MiSS: Revisiting the Trade-off in LoRA with an Efficient Shard-Sharing Structure
This work addresses the challenge of balancing performance, memory, and computational efficiency in parameter-efficient fine-tuning for machine learning practitioners, representing an incremental improvement over existing LoRA variants.
The paper tackles the slow convergence and trade-offs in Low-Rank Adaptation (LoRA) for parameter-efficient fine-tuning by proposing MiSS, which uses a shared trainable matrix to update weight shards, achieving reduced optimization complexity without performance loss and positioning favorably on the Pareto frontier for memory, overhead, and efficiency.

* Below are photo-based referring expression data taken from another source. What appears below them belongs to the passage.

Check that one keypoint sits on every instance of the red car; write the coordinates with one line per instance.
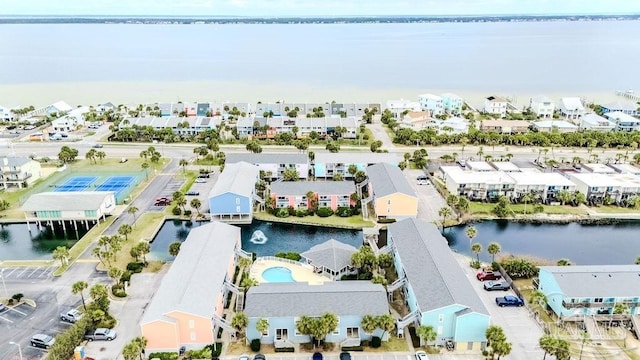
(488, 275)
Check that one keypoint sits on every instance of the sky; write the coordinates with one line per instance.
(316, 7)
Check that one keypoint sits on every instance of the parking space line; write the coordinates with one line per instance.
(34, 271)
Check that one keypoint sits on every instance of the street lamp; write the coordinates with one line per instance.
(19, 348)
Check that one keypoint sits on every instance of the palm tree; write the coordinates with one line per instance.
(476, 248)
(132, 210)
(78, 288)
(493, 249)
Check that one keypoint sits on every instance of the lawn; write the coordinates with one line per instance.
(480, 208)
(353, 222)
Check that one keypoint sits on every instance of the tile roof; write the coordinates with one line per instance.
(196, 276)
(434, 274)
(341, 298)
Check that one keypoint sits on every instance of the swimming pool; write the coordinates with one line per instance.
(277, 274)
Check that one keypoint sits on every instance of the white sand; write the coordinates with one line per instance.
(90, 93)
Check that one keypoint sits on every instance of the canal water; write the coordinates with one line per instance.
(263, 238)
(581, 244)
(16, 243)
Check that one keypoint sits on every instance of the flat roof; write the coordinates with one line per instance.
(461, 176)
(591, 281)
(197, 275)
(67, 201)
(433, 273)
(341, 298)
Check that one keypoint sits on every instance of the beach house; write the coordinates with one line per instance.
(186, 309)
(575, 292)
(231, 198)
(281, 305)
(435, 288)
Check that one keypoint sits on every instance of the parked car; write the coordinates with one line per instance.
(100, 334)
(509, 300)
(488, 275)
(421, 355)
(42, 341)
(496, 285)
(71, 316)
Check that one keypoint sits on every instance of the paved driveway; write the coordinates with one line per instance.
(521, 329)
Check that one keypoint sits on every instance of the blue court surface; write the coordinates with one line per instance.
(76, 183)
(117, 184)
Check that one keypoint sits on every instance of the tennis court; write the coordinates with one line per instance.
(76, 183)
(117, 184)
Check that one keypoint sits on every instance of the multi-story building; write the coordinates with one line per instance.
(431, 103)
(477, 185)
(496, 105)
(571, 108)
(331, 194)
(574, 292)
(18, 172)
(542, 106)
(273, 165)
(452, 103)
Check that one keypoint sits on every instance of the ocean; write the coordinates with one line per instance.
(92, 63)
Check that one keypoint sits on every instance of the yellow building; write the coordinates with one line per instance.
(390, 192)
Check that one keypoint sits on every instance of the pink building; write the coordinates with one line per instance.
(332, 194)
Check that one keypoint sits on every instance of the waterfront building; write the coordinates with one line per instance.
(571, 108)
(59, 207)
(283, 304)
(431, 103)
(496, 106)
(595, 122)
(559, 126)
(273, 165)
(542, 106)
(452, 103)
(231, 198)
(626, 107)
(326, 164)
(331, 258)
(477, 185)
(582, 293)
(187, 308)
(624, 122)
(398, 107)
(18, 172)
(331, 194)
(390, 192)
(600, 188)
(435, 288)
(505, 126)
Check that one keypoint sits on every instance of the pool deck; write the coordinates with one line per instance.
(299, 271)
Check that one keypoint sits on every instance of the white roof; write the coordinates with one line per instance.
(479, 166)
(572, 103)
(460, 176)
(554, 123)
(540, 178)
(430, 97)
(505, 166)
(598, 168)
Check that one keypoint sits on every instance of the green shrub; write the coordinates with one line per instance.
(282, 212)
(164, 356)
(255, 345)
(135, 267)
(324, 212)
(289, 255)
(376, 342)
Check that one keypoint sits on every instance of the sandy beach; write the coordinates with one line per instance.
(92, 93)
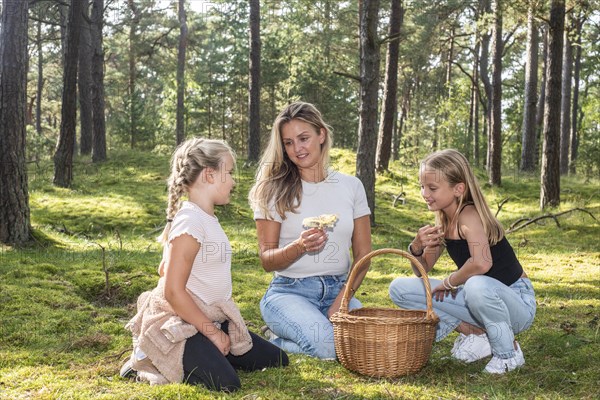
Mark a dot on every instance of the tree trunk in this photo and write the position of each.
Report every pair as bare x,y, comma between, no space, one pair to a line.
85,87
133,26
574,115
484,75
400,119
495,158
369,85
183,34
550,176
529,134
539,113
474,112
14,198
254,89
98,104
390,94
565,104
63,157
40,79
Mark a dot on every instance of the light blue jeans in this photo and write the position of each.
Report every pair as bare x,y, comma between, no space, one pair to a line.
482,301
295,309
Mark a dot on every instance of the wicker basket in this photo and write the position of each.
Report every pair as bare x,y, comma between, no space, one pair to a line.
384,342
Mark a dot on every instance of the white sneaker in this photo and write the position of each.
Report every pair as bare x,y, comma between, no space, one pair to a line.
268,333
457,343
471,348
499,365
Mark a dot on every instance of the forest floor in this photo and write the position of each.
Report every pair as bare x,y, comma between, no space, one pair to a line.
65,300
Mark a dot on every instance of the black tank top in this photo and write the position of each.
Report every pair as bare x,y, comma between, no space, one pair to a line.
505,266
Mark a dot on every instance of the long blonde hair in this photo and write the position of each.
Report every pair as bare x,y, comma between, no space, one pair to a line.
455,169
187,162
277,177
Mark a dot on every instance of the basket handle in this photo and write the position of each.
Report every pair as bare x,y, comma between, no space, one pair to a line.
360,265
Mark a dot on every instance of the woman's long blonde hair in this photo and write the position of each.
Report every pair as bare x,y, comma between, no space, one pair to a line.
454,168
277,178
187,162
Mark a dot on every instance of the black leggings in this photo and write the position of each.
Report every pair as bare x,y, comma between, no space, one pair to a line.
204,364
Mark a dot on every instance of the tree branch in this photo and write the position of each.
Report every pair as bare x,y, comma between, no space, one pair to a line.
356,78
523,222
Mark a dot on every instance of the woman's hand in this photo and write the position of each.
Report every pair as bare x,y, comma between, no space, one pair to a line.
427,236
313,240
221,340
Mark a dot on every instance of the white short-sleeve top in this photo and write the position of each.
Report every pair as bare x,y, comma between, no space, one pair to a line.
339,194
210,278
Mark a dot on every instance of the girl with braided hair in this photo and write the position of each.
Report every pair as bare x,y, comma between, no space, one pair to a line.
195,281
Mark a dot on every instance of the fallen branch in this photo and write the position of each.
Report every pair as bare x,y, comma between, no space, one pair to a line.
523,222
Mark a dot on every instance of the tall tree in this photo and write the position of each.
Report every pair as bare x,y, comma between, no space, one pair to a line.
539,113
132,58
63,157
40,77
495,144
181,50
84,83
484,59
254,79
565,104
98,102
14,199
369,85
575,108
528,132
390,93
550,176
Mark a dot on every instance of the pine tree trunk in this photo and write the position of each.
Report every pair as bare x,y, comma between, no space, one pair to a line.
63,157
574,115
40,79
390,94
529,134
550,176
84,84
484,6
495,158
133,98
183,34
254,89
539,113
369,85
14,198
98,103
565,105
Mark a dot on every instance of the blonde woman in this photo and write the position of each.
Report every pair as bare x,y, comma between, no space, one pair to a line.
310,265
188,326
489,298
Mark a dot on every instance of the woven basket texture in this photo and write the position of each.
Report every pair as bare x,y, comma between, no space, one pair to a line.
384,342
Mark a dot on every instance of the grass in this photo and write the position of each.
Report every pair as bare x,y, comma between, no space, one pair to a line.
62,315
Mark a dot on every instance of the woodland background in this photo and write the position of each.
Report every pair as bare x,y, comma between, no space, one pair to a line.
512,84
96,94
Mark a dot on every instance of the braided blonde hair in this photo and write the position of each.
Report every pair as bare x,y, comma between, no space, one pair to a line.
187,162
277,179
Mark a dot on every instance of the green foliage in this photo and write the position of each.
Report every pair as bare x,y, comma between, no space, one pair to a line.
62,320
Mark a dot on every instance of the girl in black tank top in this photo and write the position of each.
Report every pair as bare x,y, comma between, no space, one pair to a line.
488,298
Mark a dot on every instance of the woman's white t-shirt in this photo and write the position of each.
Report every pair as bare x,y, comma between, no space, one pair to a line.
210,278
339,194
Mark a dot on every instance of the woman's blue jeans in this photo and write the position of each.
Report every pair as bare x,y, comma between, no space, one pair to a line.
482,301
295,309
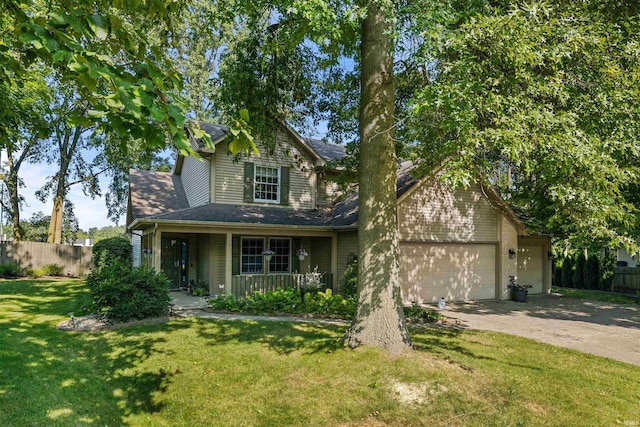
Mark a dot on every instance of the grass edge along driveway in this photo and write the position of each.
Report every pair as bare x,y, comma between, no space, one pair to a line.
207,372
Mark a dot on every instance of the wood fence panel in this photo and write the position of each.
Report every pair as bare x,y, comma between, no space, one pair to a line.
75,260
627,278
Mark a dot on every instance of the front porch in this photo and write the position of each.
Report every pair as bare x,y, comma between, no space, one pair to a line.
239,262
242,286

Low-Rank Adaptation (LoRA) is a widely adopted technique for parameter-efficient fine-tuning, but its slow convergence has spurred the development of numerous variants. Nevertheless, existing methods often fail to improve performance, memory footprint, and computational efficiency simultaneously. To address this challenge, we revisit the causes of LoRA's slow convergence. Building on these insights, we propose Matrix Shard Sharing (MiSS), which updates shards of the original weight matrix using a single shared trainable matrix $\boldsymbol{D}$, initialized to zeros. To simultaneously ensure computational efficiency, low memory footprint, and scalable serving, we introduce MiSS$^e$. Both theoretical analysis and empirical results demonstrate that our method reduces optimization complexity without compromising performance, thereby achieving a more favorable trade-off among performance, memory, and efficiency. Furthermore, we conduct a comprehensive comparative analysis of various PEFT methods, evaluating their memory usage, initialization overhead, and computational efficiency. By mapping the Pareto frontier across these dimensions, we show that MiSS occupies a favorable position, effectively capturing the advantages of prior approaches.